Phenotypic changes in the regenerating rabbit bladder muscle. Role of interstitial cells and innervation on smooth muscle cell differentiation.

Abstract

We have studied the phenotypic changes in regenerating smooth muscle (SM) tissue of detrusor muscle after local application of a necrotizing, freeze-thaw injury to the serosal surface of rabbit bladder. Bromo-deoxyuridine (BrdU) incorporation and immunofluorescence studies were performed on bladder cryosections from day 2 up to day 15 after surgery with monoclonal antibodies specific for some cytoskeletal markers [desmin, vimentin, non-muscle (NM) myosin] and for SM-specific proteins (alpha-actin, myosin, and SM22). Four days after lesion, some clls incorporated in regenerating SM bundles are BrdU positive, but all display a phenotypic pattern identical to that of the interstitial, highly proliferating cells, i.e., expression of vimentin. By days 7-15 the differentiation profile of regenerating SM returns to that of uninjured SM tissue (appearance of desmin, SM-type alpha-actin, and SM myosin).

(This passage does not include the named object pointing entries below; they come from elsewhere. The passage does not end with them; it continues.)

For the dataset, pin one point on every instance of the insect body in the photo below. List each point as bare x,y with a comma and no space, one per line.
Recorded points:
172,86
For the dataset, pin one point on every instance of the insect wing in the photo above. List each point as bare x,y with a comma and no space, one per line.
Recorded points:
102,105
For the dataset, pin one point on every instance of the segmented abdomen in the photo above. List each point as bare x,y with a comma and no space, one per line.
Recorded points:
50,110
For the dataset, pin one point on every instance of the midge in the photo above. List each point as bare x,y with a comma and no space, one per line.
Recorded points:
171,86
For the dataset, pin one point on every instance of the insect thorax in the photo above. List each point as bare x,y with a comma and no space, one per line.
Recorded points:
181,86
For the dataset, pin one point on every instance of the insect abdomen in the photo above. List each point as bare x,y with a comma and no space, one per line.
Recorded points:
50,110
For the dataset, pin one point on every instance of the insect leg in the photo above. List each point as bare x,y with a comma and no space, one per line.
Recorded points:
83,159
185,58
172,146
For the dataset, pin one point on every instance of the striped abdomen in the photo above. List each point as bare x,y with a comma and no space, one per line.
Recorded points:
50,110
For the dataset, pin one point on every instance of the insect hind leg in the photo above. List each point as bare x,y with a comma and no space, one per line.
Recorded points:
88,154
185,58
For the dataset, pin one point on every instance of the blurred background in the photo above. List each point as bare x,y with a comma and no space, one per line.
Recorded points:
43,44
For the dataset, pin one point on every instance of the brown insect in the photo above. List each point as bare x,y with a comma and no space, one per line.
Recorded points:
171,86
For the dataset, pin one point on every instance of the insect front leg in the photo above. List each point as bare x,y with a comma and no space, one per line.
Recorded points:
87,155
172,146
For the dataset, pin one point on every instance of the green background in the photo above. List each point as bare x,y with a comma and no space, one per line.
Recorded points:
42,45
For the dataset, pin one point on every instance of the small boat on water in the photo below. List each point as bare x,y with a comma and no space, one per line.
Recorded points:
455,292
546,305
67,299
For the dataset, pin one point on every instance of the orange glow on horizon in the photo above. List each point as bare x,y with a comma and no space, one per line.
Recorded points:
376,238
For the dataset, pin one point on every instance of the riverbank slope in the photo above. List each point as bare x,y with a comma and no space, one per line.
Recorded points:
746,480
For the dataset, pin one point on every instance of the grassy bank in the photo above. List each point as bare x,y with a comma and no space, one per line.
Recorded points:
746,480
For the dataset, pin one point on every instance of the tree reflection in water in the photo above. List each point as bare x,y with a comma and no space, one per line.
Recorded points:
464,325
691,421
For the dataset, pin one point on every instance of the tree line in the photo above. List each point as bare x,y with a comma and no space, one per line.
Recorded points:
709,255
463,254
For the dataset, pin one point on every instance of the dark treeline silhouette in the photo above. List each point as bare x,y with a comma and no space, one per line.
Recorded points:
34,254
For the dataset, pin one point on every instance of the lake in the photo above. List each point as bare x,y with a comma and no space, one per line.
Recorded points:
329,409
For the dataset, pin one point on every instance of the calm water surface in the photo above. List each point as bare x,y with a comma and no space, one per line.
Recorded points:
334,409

A chemical denervation achieved by 6-hydroxydopamine treatment for 2 weeks induces the formation of vimentin/SM alpha-actin/NM myosin/SM22-containing myofibroblasts in the interstitial, fibroblast-like cells of uninjured bladder. In the bladder wall, alteration of reinnervation during the regenerating SM process produces: (1) in the outer region, the activation of vimentin/SM alpha-actin/desmin myofibroblasts in the de novo SM cell bundles; and (2) in the inner region of bladder, including the muscularis mucosae, the formation of proliferating, fully differentiated SM cells peripherally to newly formed SM cell bundles. These findings suggest that: (1) the de novo SM tissue formation in the bladder can occur via incorporation of interstitial cells into growing SM bundles; and (2) the alteration of reinnervation during the regenerating process induces a spatial-specific differentiation of interstitial myofibroblasts in SM cells before SM cell bundling.